Thanks for the promo for my show, the audio for which is now up on the web. And for clarification's sake I'll just add that the film "Frida" was based on the biography of Frida Kahlo written by Hayden Herrera. Art critic Margaret Lindauer, interviewed for this edition of Living Room, takes Herrera's Fridolatry to task.
Yes, I should have said that my review relied on Lindauer's book, not the flick. In any case, here's what I said:
There seems to be little in director Julie Taymor's background that would indicate an affinity for Frida Kahlo, other than as a peg to hang some rather fanciful cinematic images on. With a career that began in puppetry, she is best known for her stage direction of Walt Disney's "The Lion King", a favorite for NYC tourists. Her major film credit prior to "Frida" was an adaptation of Shakespeare's "Titus Andronicus" that appears to follow the postmodernist convention of throwing historicity into the wastebasket. One minute you are in ancient Rome, the next you are in Mussolini's Italy. With this sort of quirkiness in her background, it should be no surprise that scant interest in Mexican politics is evident in her film. That would only get in the way of her story.

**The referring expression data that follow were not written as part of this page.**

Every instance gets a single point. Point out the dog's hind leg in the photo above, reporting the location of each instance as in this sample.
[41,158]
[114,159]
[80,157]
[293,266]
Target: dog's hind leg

In a typical scene, Kahlo (Selma Hayek) and Rivera (Alfred Molina) go to a wild party where Mexico's entire bohemian left has gathered to drink and to dance. When a sultry female guest is offered up as a dancing partner to the winner of a contest to see who can chug-a-lug the most Tequila, Frida defeats all the men. After doing a vigorous tango with the woman (despite the fact that the historical Frida was in a wheelchair much of the time), she plants a passionate kiss on her mouth. This might make for a lively minute or two of film; it does nothing to advance our understanding of Frida Kahlo. It would have been much more likely for her to engage in passionate discussion about art and politics at this party rather than passionate dancing, but neither Taymor nor the screenwriters would want to bore an audience (or themselves) with the aspirations of the Mexican cultural left.
For the details on Frida Kahlo's real life, I urge readers to look at Margaret A. Lindauer's "Devouring Frida : The Art History and Popular Celebrity of Frida Kahlo". This is an excellent introduction to her artistic evolution, which matters little to Taymor. It is also an examination of the Kahlo cult that began in the early 1980s when her work first began to be exhibited in galleries and museums worldwide. Hayden Herrera, whose biography of Kahlo caters to these trends and is credited in Taymor's film, is the main target of Lindauer in her attempt to demystify and historicize the artist. In an October 28, 1990 NY Times article titled "Why Frida Kahlo Speaks to the 90's", Herrera wrote:
"Like a goddess, she is referred to by her first name only. Madonna, Isabella Rossellini and Cindy Crawford are fans. She has captivated everyone from scholars writing dissertations to Chicano muralists, fashion designers, feminists, artists and homosexuals. According to Sassy, a magazine for teen-age girls, she is one of the 20 women of this century that American girls most admire.
"From her death in 1954 until the late 1970's, the Mexican painter Frida Kahlo was virtually unknown outside her native country. Today she has become an international cult figure. You can buy Frida Kahlo buttons, posters, postcards, T-shirts, comics and jewelry. You might even come upon such fetishistic objects as a Frida Kahlo mask or a framed self-portrait into which a silver sacred heart has been inserted. In 1984, in recognition of Kahlo's pre-eminence among Mexican women artists -- indeed, in the opinion of many Frida is the greatest painter Mexico has produced -- the Mexican Government decreed her art to be national patrimony. (She thus joins an elite company of male artists that includes her husband, the muralist Diego Rivera.)"
Landauer writes, "Herrera's interpretation of Frida and Diego Rivera implies that Kahlo's marriage profoundly affected her character, causing her to abandon professional aspirations and restricting herself to the repressive social expectations of a devoted wife." If nothing else, Taymor's film is slavishly devoted to this portrait of Kahlo.
Far from expressing the frustrations of a wife under the shadow of a better-known husband, Kahlo's main goal artistically was to express the beliefs of a philosophical current known as Arielism. This can best be described as an anti-imperialist ideology that saw Mexico's salvation in its indigenous past. (In Taymor's film, this is reflected more or less as homesickness for Mexico when she was in NYC with Rivera working on the Rockefeller mural.) Arielism was decidedly opposed to any kind of modernization, including presumably the sort of scientific socialism that Trotsky defended.